What makes a reserve wine special?

Selecting an appropriate wine is always tricky – especially if you want to buy wine for a special occasion or as a gift. Red or white, wooded or unwooded, fresh and fruity or big and heavy? You don’t want to poison your partner or client with a dodgy homebrew you found in a corner café. No, you buy the best. You buy the founder’s reserve or the winemaker’s selection. It sounds impressive, but do reserve labels actually mean anything?

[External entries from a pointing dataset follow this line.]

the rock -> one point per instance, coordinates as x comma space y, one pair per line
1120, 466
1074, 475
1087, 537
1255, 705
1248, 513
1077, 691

Even though Conca’s wine articles are mainly written from a South African perspective, it might be useful to look at a few classic European regions first. Bear in mind that region or origin is very important in Europe, and in most cases the name of the village or commune carries more weight than the name of the producer. The Europeans are pretty descriptive of what farmers and winemakers are allowed to do and what not. If they do not adhere to standards, the wines are labelled as ordinary table wine and do not command the prices of their more prestigious counterparts.

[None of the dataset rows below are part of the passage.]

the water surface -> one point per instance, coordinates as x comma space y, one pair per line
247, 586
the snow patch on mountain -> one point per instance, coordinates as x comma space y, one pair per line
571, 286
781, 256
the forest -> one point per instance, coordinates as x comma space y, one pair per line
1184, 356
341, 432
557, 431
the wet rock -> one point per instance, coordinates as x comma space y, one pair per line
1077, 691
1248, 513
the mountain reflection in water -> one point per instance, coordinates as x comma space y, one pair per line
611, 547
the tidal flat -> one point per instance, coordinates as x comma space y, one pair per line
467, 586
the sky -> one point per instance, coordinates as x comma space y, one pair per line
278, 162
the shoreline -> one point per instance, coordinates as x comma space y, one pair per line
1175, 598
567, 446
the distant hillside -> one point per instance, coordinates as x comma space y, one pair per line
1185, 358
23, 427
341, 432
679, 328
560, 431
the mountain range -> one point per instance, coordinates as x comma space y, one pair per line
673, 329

Let’s start with St Emilion in the Bordeaux region in the southwest of France. On top of a few regulations regarding vineyard practices (like what to plant, planting density, and yield per hectare), this region has a board called the Syndicat Viticole that also monitors the quality of the wines, and classifies the vineyards and producers accordingly. This classification is reviewed every 10 years and is not always without controversy. As a matter of fact, the last review in 2006 ended up in the French High Court.

According to this classification system, entry-level wines from this region are labelled as St Emilion Grand Cru (at about R200 per bottle). Wines one level up are called St Emilion Grand Cru Classe (at about R400 per bottle). A selected few of the producers are allowed to label and market their wines as St Emilion Premier Grand Cru Classe B (at R800+ per bottle), while only two are allowed to label their wines as St Emillion Premier Grand Cru Classe A (at R5000+ per bottle). Compare this to a local Grand Cru at around R30 a bottle…

If we move to La Rioja in the northwest of Spain, we will find a strong focus on the barrel ageing of the wine. Entry-level regional wines with the shortest time in barrel are called La Rioja. Regional wines one level up are called Rioja Crianza, followed by Rioja Riserva. The top wines are labelled Rioja Gran Riserva. Chianti in Italy has its own system. Based mainly on yield per hectare, alcohol level and maturation time in oak barrels, wines are classified as Chianti, Chianti Classico or Chianti Classico Riserva.

Even though the above might seem a bit confusing, I’m sure you get the idea that each region has its own rules and regulations of classifying wine quality and style.

Moving back home, we have a very simple system. You can call it whatever you want. The South African wine industry is very strict in terms of origin and variety, but there is no benchmark for reserve labels. It all boils down to the integrity and ethics of the producer. The vast majority of producers only use reserve labels for their very best wines, but there is no law stopping them from labelling entry-level wines as the winemaker’s choice.

Silly as it may sound, price is always a good indicator. If you’re looking for something special, don’t be surprised if the proprietor’s choice at R35 per bottle is not what you were hoping for. Otherwise, if it is for a special occasion or corporate gift, stick to old faithful and get wine with a good track record.